Gradually, the engine sounds returned, the whooshing of the cooling vents, the whirring of the artificial gravity generator. But something was missing. Rose looked up and realized that she was seated on the floor next to the console. The Doctor had recovered much faster than her, and was looking up in amazement at the stalled Time Rotor.
"What was that?" Rose asked, pulling herself to her feet wiggling her fingers in her ears.
"The engine's stalled."
"Not that. I meant the… the…"
"The scream?" He looked at her. "A single, loud, long scream," he said. "A woman from the sound of it." He stepped to the other side of the console and pulled up the view screen and keyboard, touched a few keys and frowned. "Human, according to the sensors. The vocal range registers as pure human, but that's not possible. No human vocal system could even hope to reach these decibels."
"How did it get inside the Tardis?" Rose demanded. "You said nothing could get inside while the Tardis is flying, so how did it get in?"
"I don't know. I don't… the communications system doesn't register any incoming transmissions, or outgoing, not even any feedback." He pushed aside the screen in frustration. "How could it get inside?" he echoed, talking to himself now, and Rose let him, knowing that she would get more information that way.

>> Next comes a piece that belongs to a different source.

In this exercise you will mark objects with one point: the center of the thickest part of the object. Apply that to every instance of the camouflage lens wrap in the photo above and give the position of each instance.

"What is a scream?" the Doctor asked himself. "It's… sound. It's nothing!" He leaped around the console to a different panel and began turning dials and pulling levels.
"What are you doing now?" Rose asked, watching his hands move with dizzying speed over the controls.
"Sound is a wave, vibrations passing through the air, but this sound reached us inside the Tardis which means it's something more than that."
"But you just said it was nothing?"
"It is! Look, all you need to understand is…" He pulled a lever and the ship lurched. "I know how to follow it."
"But, if it was a human screaming…" Rose said slowly. He looked across the console at her, and she shook her head. "She sounded so scared and so..."
"Lonely," the Doctor finished for her. "So very lonely. I've heard that sound before." She looked expectant and he looked away. "In the swamps of Utraxia, they have an animal, like a dog, but the size of an elephant with legs like the trunks of trees. The Aiviq live in thick mud swamps, pushing their way through, but when they grow old… their legs become weak, they get stuck, and the family leaves them behind to sink into the mud and die. They abandon their own…"
He looked at Rose sadly. She said nothing. There was nothing to say.
The Doctor shook himself and stood up straighter. "But we won't abandon her, will we?" he said. He pulled a lever and the Tardis seemed to drop three feet down and six inches to the left, throwing Rose back against the console. "That was a distress signal if ever I've heard one, and we're going to save her!"
"But how?" Rose gasped. "How do you even know who she is?"
"I don't. Not yet."
"How will you find her, then?"
The Doctor's expression was grim and determined. "We start by follow the screams."
Cue title sequence and opening credits…
For a long time, I've resisted the urge to write this Doctor Who fic because I suspected how involved it would become. I caught the germ of this story more than four years ago and over and over it has returned to plague me in daydreams and sleepless nights. But now, the virus has woken up, grown restless and, like any good alien infection, it threatens to wrack and ruin me if I do not unleash it onto an unsuspecting world.